Quick tip, go full screen in your browser to maintain access to all the keyboard short-cuts. (click the title bar and hit F11 is the usual command I think)
As before any feedback on performance would be great, there is still room for gains but fir the time being I am happy. Would love to hear what someone with an i7 and a beast of a graphics card can achieve.
Having been playing with Stage3D for a while now, I though I would write a small piece on optimisation.
With great power comes great responsibility!
Stage3D give you GPU access, which can expose some serious rendering horsepower, but if you don’t treat it with respect your going to find you run into limitations pretty quick!

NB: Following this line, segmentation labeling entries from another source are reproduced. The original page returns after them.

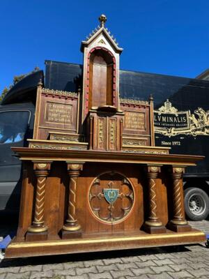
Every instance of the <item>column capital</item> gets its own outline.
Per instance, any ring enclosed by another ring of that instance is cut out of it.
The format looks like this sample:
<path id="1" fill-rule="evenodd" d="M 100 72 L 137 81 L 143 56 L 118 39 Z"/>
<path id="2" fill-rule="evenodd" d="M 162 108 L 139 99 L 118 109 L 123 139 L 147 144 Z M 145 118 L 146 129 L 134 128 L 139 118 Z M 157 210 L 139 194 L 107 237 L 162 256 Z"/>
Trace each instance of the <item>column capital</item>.
<path id="1" fill-rule="evenodd" d="M 68 171 L 82 171 L 85 162 L 73 162 L 66 161 L 68 165 Z"/>
<path id="2" fill-rule="evenodd" d="M 147 173 L 159 173 L 161 172 L 162 165 L 146 165 L 144 167 L 144 170 Z"/>
<path id="3" fill-rule="evenodd" d="M 184 174 L 185 166 L 184 165 L 171 165 L 170 171 L 172 174 Z"/>
<path id="4" fill-rule="evenodd" d="M 38 161 L 33 160 L 33 169 L 40 171 L 49 171 L 52 161 Z"/>

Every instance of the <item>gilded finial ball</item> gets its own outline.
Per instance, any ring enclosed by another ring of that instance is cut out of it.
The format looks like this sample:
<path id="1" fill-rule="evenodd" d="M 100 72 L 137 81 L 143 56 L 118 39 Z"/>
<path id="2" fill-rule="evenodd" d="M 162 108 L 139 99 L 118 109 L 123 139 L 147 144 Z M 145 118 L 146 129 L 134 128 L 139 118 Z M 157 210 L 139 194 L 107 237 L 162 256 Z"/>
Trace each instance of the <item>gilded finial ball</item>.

So what follows is a rough (very) guide on how to squeeze the most out of the new 3D apis.
Rule 1 (of 1)
CPU’s are fast, GPU’s are faster, communication between the two however is probably the biggest bottleneck you will face.
Therefore: Reduce this wherever possible.
This means minimise calls to the following Context3D functions;
Context3D.drawTriangles();
Context3D.setProgram();
Context3D.setProgramConstants…();
(actually most of Context3D’s functions but the above are the real doozies)
drawTriangles()
GPU’s can draw triangles fast, and lots of them, millions of them every second without breaking into a sweat.
So you might think, “I can call drawTriangles() 50,000* times no sweat as long as I am only drawing a few triangles in each call.”.
WRONG!! This command is a mighty expensive one so use it very wisely!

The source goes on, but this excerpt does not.